Ancona-Osimo

Caccia al cinghiale, è scontro fra animalisti e Coldiretti sulla legge regionale

Al centro della polemica la bocciatura da parte della Corte Costituzionale del ricorso al Tar presentato dalle associazioni ambientaliste e animaliste contro la legge che autorizza gli agricoltori all'abbattimento di questi animali

Cinghiali (Foto di ZufriedenUnterwegs da Pixabay)

ANCONA – L’abbattimento dei cinghiali torna nuovamente al centro delle polemiche. Animalisti e ambientalisti si scontrano con Coldiretti sulla sentenza della Corte Costituzionale che ha bocciato il ricorso al Tar delle Marche, presentato dalle associazioni, contro la legge regionale che autorizza gli agricoltori muniti di licenza di caccia, a partecipare all’abbattimento dei cinghiali all’interno delle proprie aziende.

Una sentenza che divide, perché se da un lato Coldiretti parla di «una opportunità importante per porre un freno a un fenomeno, quello della proliferazione degli animali selvatici, che sta devastando le campagne italiane» dall’altro lato le associazioni ricordano che il Tar ha 90 giorni per esprimersi sulla legittimità della legge regionale.

«La popolazione dei cinghiali è più che raddoppiata negli ultimi dieci anni, salendo a due milioni di capi – scrive Coldiretti in una nota -. Ma se si considera la sola dorsale appenninica, la concentrazione media sale a un animale ogni cinque abitanti. Il risultato è che nelle campagne si registrano ogni anno danni stimati in almeno 200 milioni alle colture, ma a preoccupare sono anche i rischi per la salute provocati dalla diffusione di malattie e soprattutto gli incidenti stradali in grande aumento».

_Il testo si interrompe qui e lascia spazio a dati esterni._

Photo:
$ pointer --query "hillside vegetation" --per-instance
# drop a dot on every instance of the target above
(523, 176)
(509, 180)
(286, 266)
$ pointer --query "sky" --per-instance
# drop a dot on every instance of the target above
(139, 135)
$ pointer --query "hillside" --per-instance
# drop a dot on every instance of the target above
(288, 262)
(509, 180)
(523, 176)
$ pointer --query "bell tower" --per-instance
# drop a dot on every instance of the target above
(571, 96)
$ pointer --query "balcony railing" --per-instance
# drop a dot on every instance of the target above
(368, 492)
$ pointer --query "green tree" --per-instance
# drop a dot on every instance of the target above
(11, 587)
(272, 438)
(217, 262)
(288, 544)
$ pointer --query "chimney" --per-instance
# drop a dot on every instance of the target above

Coldiretti lamenta inoltre che i cinghiali si spingono sempre più spesso dentro i cortili e agli ingressi delle abitazioni, «scorrazzando per le vie dei paesi o sui campi, nelle stalle e nelle aziende agricole. Una situazione che costringe ormai le aziende a lasciare i terreni incolti, stravolgendo l’assetto produttivo delle zone» evidenziano gli agricoltori.

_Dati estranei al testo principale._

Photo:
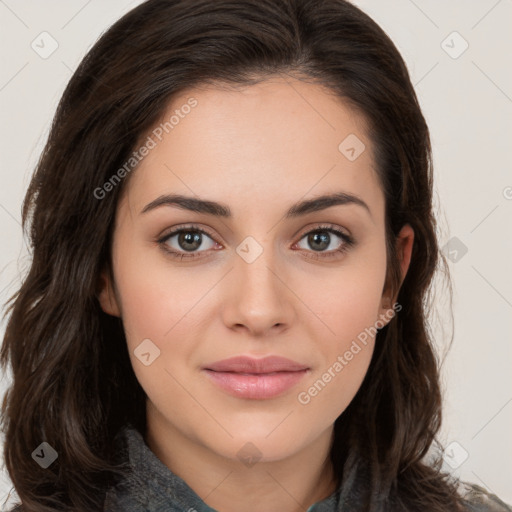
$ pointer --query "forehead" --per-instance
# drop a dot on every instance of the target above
(276, 141)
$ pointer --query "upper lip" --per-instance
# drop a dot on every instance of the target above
(246, 364)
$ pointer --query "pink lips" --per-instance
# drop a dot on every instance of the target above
(257, 379)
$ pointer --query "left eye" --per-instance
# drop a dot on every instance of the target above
(188, 240)
(321, 240)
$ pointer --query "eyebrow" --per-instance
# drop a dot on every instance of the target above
(221, 210)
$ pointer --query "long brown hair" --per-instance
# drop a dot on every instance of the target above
(73, 384)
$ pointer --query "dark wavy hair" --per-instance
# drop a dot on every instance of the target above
(73, 385)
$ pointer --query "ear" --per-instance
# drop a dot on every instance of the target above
(404, 243)
(106, 295)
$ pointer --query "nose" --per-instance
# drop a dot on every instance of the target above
(259, 296)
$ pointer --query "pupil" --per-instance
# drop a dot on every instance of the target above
(319, 238)
(189, 237)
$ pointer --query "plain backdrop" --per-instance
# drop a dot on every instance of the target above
(458, 55)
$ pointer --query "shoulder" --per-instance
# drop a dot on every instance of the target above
(477, 499)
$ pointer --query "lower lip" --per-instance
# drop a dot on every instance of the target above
(256, 386)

Ma l’attacco di Coldiretti va anche in direzione di un disequilibrio ambientale dell’ecosistema specie in merito al rapporto tra crescita della popolazione dei selvatici e vegetazione forestale.

Di parere diametralmente opposto invece le associazioni che per voce del delegato regionale della Lac (Lega per l’Abolizione della Caccia), Danilo Baldini, fa sapere che «non c’e stata alcuna sentenza storica. La Corte Costituzionale – spiega – ha solo considerato inammissibile la questione di legittimità costituzionale così come formulata dal Tar Marche, nella parte in cui inserisce i cacciatori tra i soggetti deputati al controllo del Cinghiale, evitando però di scendere nel merito della questione, che altrimenti non avrebbe potuto ritenere più che fondata».

Insomma, le associazioni smentiscono «categoricamente le affermazioni della Coldiretti, che ha evidentemente frainteso il pronunciamento della Corte, la quale non ha affatto dato il via libera agli agricoltori di sparare ai cinghiali» perché «già ora disciplinato dall’articolo 19, che ribadisce infatti che gli agricoltori possono essere coinvolti nella gestione faunistica, “ma nel pieno rispetto sulla priorità dei metodi ecologici e delle figure deputate a svolgere eventuali, ed eccezionali, piani di abbattimento”,  cosa del resto ribadita in ben 7 sentenze precedenti della stessa Corte Costituzionale».

Ora il Tar delle Marche avrà 90 giorni per intervenire nuovamente sulla questione di legittimità, mentre le associazioni ambientaliste e animaliste annunciano già l’intenzione di voler intervenire per chiarire la questione sollecitando proprio il Tribunale Amministrativo Regionale.